Add Triton sidenote and minor grammar fix in Pallas Puzzles post

vorushin · claude · vorushin · commit 2a475ddf2d02 · 2026-02-27T14:04:00.000+01:00
Co-Authored-By: Claude Opus 4.6 &lt;noreply@anthropic.com&gt;
diff --git a/_posts/2026-02-27-pallas-puzzles.md b/_posts/2026-02-27-pallas-puzzles.md
@@ -9,9 +9,10 @@ permalink: /blog/pallas-puzzles
 **tl;dr.** {% include github-link.html repo="vorushin/pallas_puzzles" %} - JAX's kernel language puzzles
 </div>
 
-[Pallas](https://docs.jax.dev/en/latest/pallas/index.html) is JAX's kernel language for writing custom operations that run on TPU. Pallas for TPUs is what [Triton](https://triton-lang.org/) is for GPUs. The kernels are written to speed up model training and inference - the kernel languages provide low-level access to the hardware, allowing you to perform optimizations outside of the compiler's reach. Tri Dao[^tri_dao] made his name by developing efficient kernels, you've probably heard of FlashAttention[^flash].
+[Pallas](https://docs.jax.dev/en/latest/pallas/index.html) is JAX's kernel language for writing custom operations that run on TPU. Pallas for TPUs is what Triton[^triton] is for GPUs. The kernels are written to speed up model training and inference - the kernel languages provide low-level access to the hardware, allowing you to perform optimizations outside of the compiler's reach. Tri Dao[^tri_dao] made his name by developing efficient kernels, you've probably heard of FlashAttention[^flash].
 
-[^tri_dao]: [Tri Dao](https://tridao.me/) — I highly recommend reading his papers and digging into his code.
+[^triton]: [Triton](https://triton-lang.org/) — GPU kernel language created by Philippe Tillet, Harvard.
+[^tri_dao]: [Tri Dao](https://tridao.me/) — I highly recommend reading his papers and digging into his code. I don't know if it's a coincidence that TRIton and TRI Dao share the prefix.
 [^flash]: GitHub repo: [Dao-AILab/flash-attention](https://github.com/Dao-AILab/flash-attention) and [FlashAttention: Fast and Memory-Efficient Exact Attention with IO-Awareness](https://arxiv.org/abs/2205.14135) on arXiv.
 
 The efficiency gains don't come for free - the kernel implementations look complex and intimidating for many people. Kernels are optimized for specific hardware and have sophisticated tuning tools.

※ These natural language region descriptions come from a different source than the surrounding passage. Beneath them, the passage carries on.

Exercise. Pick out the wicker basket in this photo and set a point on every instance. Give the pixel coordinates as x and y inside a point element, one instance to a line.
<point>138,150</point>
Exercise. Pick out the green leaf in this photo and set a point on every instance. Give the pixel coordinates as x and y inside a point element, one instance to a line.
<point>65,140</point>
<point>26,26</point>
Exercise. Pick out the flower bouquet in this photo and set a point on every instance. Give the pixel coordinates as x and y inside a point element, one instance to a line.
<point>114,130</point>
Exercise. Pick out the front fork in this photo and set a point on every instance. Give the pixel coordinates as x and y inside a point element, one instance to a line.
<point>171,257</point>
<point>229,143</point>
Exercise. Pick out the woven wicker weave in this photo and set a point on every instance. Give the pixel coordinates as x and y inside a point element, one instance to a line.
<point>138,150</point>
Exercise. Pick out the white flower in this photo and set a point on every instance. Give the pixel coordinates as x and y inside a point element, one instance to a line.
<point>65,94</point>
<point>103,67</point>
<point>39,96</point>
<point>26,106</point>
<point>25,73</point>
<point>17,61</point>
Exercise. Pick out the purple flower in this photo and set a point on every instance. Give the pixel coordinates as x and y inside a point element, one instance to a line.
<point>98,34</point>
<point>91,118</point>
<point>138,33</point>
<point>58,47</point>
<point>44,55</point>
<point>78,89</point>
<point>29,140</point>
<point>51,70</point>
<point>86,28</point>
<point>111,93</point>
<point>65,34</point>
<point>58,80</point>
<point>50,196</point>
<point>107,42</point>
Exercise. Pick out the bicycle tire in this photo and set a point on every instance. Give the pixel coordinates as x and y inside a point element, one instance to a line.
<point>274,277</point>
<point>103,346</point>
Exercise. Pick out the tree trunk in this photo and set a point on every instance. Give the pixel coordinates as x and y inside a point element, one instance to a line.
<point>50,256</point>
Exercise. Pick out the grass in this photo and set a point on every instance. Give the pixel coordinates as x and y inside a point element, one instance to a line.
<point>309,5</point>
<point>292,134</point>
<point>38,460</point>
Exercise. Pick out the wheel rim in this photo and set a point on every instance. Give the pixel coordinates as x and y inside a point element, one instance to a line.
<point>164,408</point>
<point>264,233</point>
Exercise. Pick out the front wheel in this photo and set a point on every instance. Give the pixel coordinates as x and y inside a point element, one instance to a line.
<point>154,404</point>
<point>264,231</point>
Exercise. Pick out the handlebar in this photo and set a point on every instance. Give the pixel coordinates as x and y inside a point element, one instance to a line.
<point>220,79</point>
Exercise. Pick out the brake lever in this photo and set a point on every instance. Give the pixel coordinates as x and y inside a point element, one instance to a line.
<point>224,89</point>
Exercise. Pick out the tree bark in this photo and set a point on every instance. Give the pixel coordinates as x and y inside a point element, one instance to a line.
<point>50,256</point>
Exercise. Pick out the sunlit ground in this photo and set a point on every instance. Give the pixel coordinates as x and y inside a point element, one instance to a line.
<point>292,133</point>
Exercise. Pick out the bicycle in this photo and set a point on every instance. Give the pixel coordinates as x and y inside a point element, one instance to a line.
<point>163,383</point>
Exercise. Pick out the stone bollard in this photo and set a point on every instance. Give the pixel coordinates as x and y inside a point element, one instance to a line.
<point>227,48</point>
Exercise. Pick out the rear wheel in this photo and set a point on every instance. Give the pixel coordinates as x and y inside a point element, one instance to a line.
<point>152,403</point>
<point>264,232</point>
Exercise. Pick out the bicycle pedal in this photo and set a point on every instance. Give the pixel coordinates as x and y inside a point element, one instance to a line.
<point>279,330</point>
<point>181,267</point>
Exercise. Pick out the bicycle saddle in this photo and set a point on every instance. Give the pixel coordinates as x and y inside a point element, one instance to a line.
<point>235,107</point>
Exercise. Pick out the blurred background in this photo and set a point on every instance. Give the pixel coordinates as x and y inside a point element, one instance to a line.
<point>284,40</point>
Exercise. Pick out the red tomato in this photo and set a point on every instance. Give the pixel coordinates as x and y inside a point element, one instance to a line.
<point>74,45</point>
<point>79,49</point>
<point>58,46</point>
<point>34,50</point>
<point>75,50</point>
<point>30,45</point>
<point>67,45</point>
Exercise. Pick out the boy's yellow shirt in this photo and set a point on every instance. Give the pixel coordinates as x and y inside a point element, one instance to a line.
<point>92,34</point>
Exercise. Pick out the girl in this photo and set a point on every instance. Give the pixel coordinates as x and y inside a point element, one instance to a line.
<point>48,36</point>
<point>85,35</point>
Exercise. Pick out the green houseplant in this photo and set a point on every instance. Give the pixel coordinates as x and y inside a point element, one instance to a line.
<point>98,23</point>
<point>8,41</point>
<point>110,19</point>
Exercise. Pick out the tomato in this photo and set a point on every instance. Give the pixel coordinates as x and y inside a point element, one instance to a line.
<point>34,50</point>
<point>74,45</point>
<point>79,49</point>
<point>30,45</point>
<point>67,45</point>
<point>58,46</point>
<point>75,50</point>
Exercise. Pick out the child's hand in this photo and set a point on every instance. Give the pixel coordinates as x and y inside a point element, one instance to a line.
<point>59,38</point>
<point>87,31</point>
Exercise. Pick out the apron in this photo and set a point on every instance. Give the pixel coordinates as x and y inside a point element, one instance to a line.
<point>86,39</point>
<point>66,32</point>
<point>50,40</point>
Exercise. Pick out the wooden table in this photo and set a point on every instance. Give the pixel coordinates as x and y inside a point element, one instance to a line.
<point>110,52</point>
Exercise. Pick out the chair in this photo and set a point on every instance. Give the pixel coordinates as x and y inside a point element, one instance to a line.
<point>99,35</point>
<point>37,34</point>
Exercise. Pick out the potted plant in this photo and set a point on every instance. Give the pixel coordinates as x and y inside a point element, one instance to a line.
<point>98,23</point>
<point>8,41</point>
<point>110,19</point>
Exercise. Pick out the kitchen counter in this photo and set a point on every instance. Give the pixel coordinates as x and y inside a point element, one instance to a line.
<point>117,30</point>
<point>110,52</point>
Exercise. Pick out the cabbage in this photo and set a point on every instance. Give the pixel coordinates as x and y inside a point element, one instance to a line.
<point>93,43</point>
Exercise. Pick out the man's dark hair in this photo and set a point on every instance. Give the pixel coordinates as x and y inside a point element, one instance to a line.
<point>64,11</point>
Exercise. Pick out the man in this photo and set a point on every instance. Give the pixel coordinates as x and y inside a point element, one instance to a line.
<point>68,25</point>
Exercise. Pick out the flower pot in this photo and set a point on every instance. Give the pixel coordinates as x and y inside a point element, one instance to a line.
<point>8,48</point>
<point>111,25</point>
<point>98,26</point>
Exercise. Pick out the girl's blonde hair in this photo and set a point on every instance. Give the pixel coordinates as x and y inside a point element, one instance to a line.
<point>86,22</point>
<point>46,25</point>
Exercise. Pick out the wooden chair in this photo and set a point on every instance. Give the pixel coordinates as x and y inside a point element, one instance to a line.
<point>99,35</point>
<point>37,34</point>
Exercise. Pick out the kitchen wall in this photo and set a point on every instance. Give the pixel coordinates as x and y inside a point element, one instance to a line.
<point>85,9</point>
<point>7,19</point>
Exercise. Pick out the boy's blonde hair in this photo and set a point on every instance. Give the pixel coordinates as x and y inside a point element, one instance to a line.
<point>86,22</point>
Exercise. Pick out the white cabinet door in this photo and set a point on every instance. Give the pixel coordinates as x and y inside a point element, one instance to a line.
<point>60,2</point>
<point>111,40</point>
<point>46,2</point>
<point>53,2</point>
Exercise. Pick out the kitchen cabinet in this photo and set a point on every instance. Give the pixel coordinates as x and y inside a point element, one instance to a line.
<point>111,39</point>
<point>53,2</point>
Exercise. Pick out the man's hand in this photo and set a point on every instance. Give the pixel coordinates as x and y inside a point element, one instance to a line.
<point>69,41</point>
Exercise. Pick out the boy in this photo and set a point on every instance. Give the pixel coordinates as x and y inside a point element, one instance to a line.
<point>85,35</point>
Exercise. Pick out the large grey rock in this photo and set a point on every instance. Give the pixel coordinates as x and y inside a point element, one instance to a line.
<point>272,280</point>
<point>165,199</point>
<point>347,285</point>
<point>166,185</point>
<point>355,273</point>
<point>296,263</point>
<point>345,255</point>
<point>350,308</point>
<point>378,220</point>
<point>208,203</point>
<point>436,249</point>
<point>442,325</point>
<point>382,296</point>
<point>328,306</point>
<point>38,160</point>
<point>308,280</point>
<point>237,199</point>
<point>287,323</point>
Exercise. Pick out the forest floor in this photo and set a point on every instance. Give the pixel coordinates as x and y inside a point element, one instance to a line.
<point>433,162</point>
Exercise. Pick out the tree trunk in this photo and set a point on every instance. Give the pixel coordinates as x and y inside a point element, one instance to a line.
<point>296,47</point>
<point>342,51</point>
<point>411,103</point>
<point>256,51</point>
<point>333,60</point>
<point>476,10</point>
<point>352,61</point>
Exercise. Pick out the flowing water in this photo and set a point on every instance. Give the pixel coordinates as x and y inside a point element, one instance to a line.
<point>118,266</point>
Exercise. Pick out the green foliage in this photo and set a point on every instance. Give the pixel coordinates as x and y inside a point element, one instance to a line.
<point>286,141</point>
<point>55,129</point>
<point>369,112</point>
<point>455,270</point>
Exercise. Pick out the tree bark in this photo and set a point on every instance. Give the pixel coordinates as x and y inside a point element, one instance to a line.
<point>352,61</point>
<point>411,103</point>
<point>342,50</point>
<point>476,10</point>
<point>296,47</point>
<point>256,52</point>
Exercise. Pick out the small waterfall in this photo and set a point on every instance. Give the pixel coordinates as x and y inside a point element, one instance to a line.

There used to be an attitude that only experts touch Triton/Pallas kernels, but it's not true anymore in 2026[^heinlein] - new agentic coding tools allow you to run experiments requiring changes in the whole stack: from data preparation to modeling changes, to training and inference kernels, to post-training algos, to agentic harnesses around the model candidates. To be able to guide the agents in this full stack setup one has to know the fundamentals of the most important components, or be able to learn them quickly.